Jesus wrestled in the garden. He
told his disciples, “My soul is
overwhelmed with sorrow to the point of death” (Mark 14:34).
Then he began his struggle with
God. He begged that this hour might pass from him. He cried out to God: “Abba, Father, everything is possible for
you. Take this cup from me.” And then he added, “Yet not what I will, but what you will” (Mark 14:36).
And we read, “Being in anguish, he prayed more earnestly, and his sweat was like drops
of blood falling to the ground” (Luke 22:44).
But, with us, we aren’t really
struggling with God, although it may seem so.
We are struggling to get past our
selfishness, our laziness, our self-sufficiency, our self-satisfaction.
We are struggling to give in to
God.
In all our prayer, God is
struggling to bring us into submission.
And we are struggling to keep a
hold on God.
Wrestling with God in prayer isn’t
begging and begging and insisting on what we want.

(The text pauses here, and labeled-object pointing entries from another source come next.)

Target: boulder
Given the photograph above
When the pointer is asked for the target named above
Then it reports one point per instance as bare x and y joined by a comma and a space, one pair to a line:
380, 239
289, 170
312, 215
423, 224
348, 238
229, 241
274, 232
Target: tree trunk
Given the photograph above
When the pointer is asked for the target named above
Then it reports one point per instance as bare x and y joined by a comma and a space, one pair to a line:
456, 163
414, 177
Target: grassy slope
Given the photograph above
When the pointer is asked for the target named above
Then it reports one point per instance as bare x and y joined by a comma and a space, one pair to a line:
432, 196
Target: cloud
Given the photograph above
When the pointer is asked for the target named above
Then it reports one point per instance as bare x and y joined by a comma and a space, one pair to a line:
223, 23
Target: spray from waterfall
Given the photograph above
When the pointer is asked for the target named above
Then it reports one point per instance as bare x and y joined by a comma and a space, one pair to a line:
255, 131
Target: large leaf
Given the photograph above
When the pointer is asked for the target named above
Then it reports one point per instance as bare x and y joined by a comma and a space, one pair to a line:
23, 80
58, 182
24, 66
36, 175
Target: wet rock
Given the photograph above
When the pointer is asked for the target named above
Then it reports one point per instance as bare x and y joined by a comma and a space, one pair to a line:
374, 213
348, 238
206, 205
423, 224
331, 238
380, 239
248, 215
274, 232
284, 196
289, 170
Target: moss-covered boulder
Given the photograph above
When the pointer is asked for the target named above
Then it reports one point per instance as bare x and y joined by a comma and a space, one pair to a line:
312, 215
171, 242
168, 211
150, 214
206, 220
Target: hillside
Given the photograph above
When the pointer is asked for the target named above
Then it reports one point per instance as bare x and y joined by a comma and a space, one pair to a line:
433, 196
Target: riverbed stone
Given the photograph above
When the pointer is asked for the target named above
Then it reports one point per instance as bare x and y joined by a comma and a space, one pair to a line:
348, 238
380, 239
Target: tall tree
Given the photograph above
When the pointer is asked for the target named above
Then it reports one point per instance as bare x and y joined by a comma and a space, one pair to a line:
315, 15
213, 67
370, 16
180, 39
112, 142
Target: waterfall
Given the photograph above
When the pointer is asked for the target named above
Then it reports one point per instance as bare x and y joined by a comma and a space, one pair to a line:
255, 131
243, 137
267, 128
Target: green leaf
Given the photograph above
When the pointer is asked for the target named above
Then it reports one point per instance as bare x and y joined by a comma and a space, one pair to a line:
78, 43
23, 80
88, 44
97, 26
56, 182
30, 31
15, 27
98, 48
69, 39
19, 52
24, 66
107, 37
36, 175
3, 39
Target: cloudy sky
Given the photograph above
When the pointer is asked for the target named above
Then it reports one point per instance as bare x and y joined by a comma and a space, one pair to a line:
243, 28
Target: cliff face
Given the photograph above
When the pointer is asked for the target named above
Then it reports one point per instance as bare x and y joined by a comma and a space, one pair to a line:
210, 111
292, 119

Wrestling with God in prayer is to
holding onto God and never giving up.
Faith is resting in Jesus.
And faith is also struggling.
Both are true.
The Bible doesn’t say that living
for God is easy.
Jesus said that the road to life is
a “hard road.” The “easy road” leads to destruction.
A great saint, St. Bernard of
Clairvaux, said, “The road winds uphill
all the way—yea, to the very end.”
It’s a hard road, but our destination is glorious!